I suspect that in 50 years, few people will be eating any seafood that isn't cultivated (aquaculture). Not out of choice, and not because of changing cultural values (it is tasty, after all). But because there's just none left. Saw a headline on reddit the other day, $800,000 for a single bluefin tuna. Granted, it was large (over 500 lbs), but you don't hold auctions with winning bids approaching a million dollars on a single fish when they're still in easy supply.

I had assumed that this article would be talking about bluefin, was slightly surprised. It's kind of screwed up, if you ask me.

Not a fan of sushi, and I guess I didn't know what a poke ball, but it's not just the fish favored by Japanese cuisine. I don't even know when the last time I would've eaten real cod at Long John's... in the 1980's as a kid? Now it's all something like Alaskan pollock or whatever. Gulf coast shrimp, shellfish off the east coast, very little of it seems to be in good status.

> $800,000 for a single bluefin tuna. Granted, it was large (over 500 lbs), but you don't hold auctions with winning bids approaching a million dollars on a single fish when they're still in easy supply.

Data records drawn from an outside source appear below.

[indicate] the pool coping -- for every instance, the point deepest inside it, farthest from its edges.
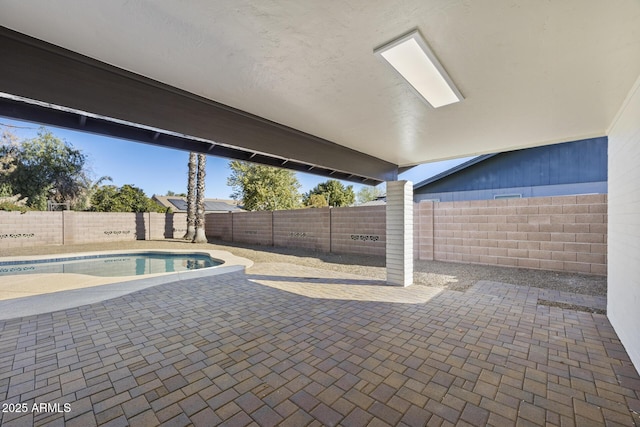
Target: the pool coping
(90, 294)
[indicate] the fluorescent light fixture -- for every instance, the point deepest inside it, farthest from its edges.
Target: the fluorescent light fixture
(411, 57)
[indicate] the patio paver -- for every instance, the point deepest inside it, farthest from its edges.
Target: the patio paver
(268, 348)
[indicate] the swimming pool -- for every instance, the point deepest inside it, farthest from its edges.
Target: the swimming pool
(112, 265)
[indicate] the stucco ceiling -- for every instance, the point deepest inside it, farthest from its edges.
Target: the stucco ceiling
(532, 72)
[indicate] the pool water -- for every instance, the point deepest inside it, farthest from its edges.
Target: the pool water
(112, 265)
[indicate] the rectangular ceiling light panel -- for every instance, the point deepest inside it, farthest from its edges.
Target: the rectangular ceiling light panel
(415, 62)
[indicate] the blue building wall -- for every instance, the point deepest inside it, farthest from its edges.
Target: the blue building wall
(578, 167)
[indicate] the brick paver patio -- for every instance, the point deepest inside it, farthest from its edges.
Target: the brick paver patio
(267, 349)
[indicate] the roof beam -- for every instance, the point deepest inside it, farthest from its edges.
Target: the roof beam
(120, 101)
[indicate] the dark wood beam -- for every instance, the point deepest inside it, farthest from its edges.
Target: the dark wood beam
(37, 70)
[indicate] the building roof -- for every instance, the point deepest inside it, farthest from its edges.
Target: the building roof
(179, 204)
(453, 170)
(556, 164)
(308, 78)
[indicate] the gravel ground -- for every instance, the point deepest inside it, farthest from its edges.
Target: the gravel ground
(448, 275)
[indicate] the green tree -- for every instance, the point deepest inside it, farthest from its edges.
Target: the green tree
(369, 193)
(334, 192)
(191, 197)
(316, 201)
(200, 236)
(8, 153)
(47, 167)
(263, 188)
(127, 198)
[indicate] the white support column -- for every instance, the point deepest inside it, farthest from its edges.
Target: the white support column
(400, 233)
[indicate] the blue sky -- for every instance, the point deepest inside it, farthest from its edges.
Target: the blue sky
(157, 170)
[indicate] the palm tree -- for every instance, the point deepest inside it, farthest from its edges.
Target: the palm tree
(201, 236)
(191, 199)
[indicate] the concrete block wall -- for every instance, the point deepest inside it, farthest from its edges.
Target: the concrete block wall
(360, 230)
(303, 228)
(623, 282)
(27, 229)
(423, 231)
(180, 225)
(163, 226)
(253, 227)
(98, 227)
(564, 233)
(219, 226)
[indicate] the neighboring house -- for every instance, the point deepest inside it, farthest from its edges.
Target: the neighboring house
(178, 204)
(578, 167)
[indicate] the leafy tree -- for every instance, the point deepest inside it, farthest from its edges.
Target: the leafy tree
(369, 193)
(47, 167)
(263, 188)
(127, 198)
(316, 201)
(334, 192)
(8, 152)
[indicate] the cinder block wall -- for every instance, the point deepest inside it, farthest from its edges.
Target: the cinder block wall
(566, 233)
(423, 231)
(179, 225)
(219, 226)
(303, 228)
(30, 229)
(94, 227)
(253, 227)
(360, 230)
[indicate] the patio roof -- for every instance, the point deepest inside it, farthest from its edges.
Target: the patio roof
(300, 85)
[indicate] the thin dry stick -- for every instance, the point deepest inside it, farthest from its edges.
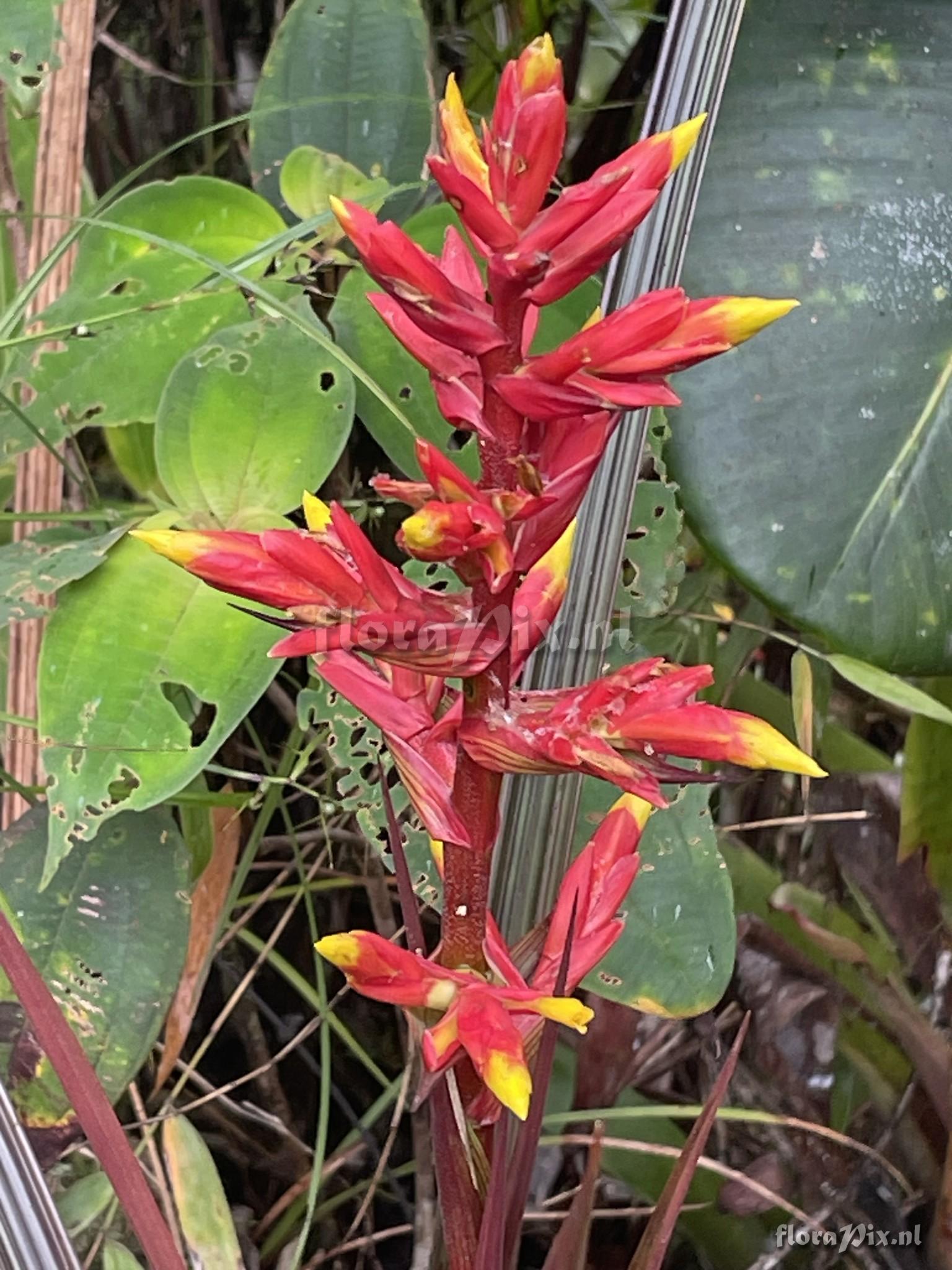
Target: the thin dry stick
(385, 1155)
(804, 818)
(714, 1166)
(162, 1181)
(58, 189)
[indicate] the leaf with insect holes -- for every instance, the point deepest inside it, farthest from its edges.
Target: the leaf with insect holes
(351, 76)
(676, 954)
(29, 33)
(126, 294)
(654, 557)
(250, 419)
(357, 751)
(108, 936)
(43, 563)
(122, 647)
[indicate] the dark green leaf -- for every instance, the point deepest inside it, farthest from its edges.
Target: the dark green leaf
(249, 420)
(121, 646)
(816, 461)
(108, 938)
(46, 562)
(351, 76)
(676, 956)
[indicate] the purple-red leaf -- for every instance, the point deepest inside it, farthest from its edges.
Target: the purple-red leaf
(660, 1227)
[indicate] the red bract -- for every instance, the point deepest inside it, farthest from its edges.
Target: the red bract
(541, 425)
(621, 726)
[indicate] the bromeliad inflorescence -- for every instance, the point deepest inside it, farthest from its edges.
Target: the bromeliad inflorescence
(392, 648)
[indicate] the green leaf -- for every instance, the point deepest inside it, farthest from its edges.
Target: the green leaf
(926, 815)
(46, 562)
(126, 295)
(815, 461)
(200, 1198)
(654, 557)
(133, 450)
(108, 938)
(309, 177)
(249, 420)
(356, 750)
(117, 1258)
(676, 956)
(29, 32)
(120, 647)
(351, 76)
(890, 689)
(363, 335)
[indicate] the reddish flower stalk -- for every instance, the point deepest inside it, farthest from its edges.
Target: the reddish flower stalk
(391, 647)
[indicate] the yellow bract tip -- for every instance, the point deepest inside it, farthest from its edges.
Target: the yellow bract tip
(566, 1010)
(511, 1082)
(421, 531)
(762, 746)
(743, 316)
(177, 545)
(539, 65)
(637, 808)
(682, 139)
(343, 950)
(316, 512)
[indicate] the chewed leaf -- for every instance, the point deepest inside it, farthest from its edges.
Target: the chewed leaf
(108, 938)
(127, 653)
(46, 562)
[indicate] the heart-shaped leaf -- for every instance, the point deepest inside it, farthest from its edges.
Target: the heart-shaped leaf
(249, 420)
(127, 651)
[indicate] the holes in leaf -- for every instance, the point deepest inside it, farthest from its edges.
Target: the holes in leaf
(207, 355)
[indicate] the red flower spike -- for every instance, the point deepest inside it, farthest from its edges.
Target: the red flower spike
(419, 282)
(616, 727)
(478, 1015)
(620, 360)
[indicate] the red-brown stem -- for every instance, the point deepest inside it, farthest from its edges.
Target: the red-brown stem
(466, 869)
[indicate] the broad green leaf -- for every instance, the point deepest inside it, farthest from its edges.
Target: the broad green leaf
(890, 689)
(676, 956)
(200, 1198)
(351, 76)
(249, 420)
(128, 295)
(133, 450)
(117, 1258)
(357, 751)
(309, 177)
(110, 939)
(363, 335)
(816, 460)
(84, 1201)
(43, 563)
(654, 557)
(29, 32)
(120, 647)
(926, 814)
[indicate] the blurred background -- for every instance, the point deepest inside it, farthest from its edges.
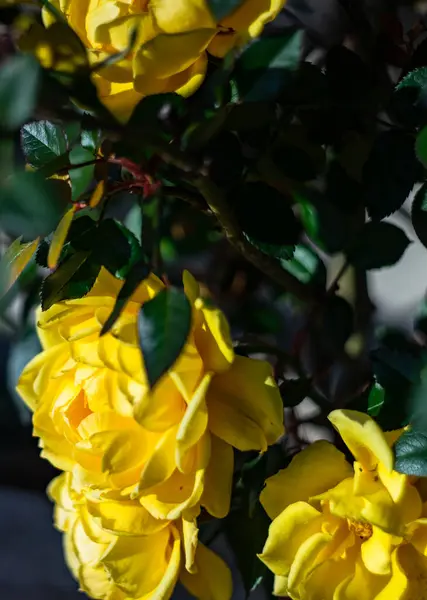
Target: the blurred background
(31, 560)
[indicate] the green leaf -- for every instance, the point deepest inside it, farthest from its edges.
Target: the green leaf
(223, 8)
(73, 278)
(21, 352)
(91, 140)
(267, 65)
(281, 252)
(306, 265)
(376, 399)
(164, 326)
(421, 146)
(19, 87)
(265, 215)
(115, 247)
(294, 162)
(396, 365)
(410, 98)
(81, 177)
(247, 535)
(390, 173)
(325, 224)
(43, 142)
(136, 275)
(411, 454)
(419, 214)
(378, 245)
(30, 206)
(133, 221)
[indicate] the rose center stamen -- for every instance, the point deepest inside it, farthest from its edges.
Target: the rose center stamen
(362, 530)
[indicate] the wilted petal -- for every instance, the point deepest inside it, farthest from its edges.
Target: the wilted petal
(195, 420)
(376, 552)
(218, 479)
(297, 523)
(363, 437)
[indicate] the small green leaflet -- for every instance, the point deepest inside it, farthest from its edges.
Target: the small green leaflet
(411, 454)
(164, 325)
(222, 8)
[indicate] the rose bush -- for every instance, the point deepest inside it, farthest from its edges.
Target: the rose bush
(342, 532)
(118, 551)
(172, 38)
(171, 447)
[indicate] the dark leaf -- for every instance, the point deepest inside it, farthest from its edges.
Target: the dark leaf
(396, 364)
(421, 146)
(336, 322)
(325, 224)
(376, 399)
(411, 454)
(91, 139)
(159, 111)
(306, 265)
(136, 275)
(81, 177)
(390, 173)
(19, 87)
(419, 214)
(342, 191)
(265, 215)
(246, 536)
(294, 391)
(42, 253)
(294, 162)
(378, 245)
(43, 142)
(115, 247)
(224, 159)
(30, 206)
(163, 325)
(267, 66)
(410, 98)
(223, 8)
(68, 281)
(282, 252)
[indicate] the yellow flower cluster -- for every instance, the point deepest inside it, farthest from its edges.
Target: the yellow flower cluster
(140, 463)
(343, 533)
(172, 37)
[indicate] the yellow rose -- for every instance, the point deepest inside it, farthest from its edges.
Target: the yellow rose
(117, 551)
(343, 533)
(170, 50)
(170, 447)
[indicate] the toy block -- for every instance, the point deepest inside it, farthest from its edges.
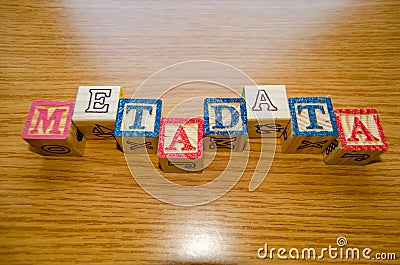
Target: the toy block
(96, 109)
(267, 110)
(50, 131)
(225, 124)
(361, 139)
(137, 125)
(180, 146)
(312, 128)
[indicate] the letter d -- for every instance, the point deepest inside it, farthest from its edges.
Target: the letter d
(265, 250)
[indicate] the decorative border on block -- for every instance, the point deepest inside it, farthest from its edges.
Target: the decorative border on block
(243, 116)
(36, 103)
(120, 115)
(342, 138)
(199, 121)
(332, 118)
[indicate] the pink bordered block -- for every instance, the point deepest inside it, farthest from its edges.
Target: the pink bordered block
(181, 138)
(50, 131)
(48, 120)
(360, 129)
(180, 145)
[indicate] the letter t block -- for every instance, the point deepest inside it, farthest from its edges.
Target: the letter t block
(49, 129)
(361, 138)
(180, 146)
(313, 126)
(96, 109)
(225, 124)
(137, 125)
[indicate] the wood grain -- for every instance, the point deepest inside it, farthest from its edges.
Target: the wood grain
(90, 210)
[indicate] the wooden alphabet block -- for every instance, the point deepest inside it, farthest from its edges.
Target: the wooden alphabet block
(180, 146)
(137, 125)
(360, 140)
(267, 110)
(312, 128)
(225, 124)
(96, 109)
(49, 130)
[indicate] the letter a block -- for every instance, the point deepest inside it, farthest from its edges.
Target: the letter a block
(137, 125)
(49, 129)
(96, 109)
(267, 110)
(313, 126)
(180, 147)
(225, 124)
(360, 140)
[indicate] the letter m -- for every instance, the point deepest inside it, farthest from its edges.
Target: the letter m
(43, 117)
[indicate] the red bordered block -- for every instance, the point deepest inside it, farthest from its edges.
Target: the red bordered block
(49, 129)
(361, 138)
(180, 145)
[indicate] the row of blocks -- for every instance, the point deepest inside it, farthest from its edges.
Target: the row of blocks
(304, 125)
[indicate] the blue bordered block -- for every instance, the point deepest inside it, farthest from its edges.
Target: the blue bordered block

That had nothing to do with supply. It was the first tuna of the season and people bid on it as a status symbol.

These crazy prices are typically bought for the advertising of having paid those prices, they aren’t a reflection of cost of the goods. The 800k fish was the first fish auctioned in the new year, which gets a lot of news cycles given the importance of the auction in Japan.

Even now, I thought most tuna were farmed. There are certainly lots of large farms in the Mediterranean.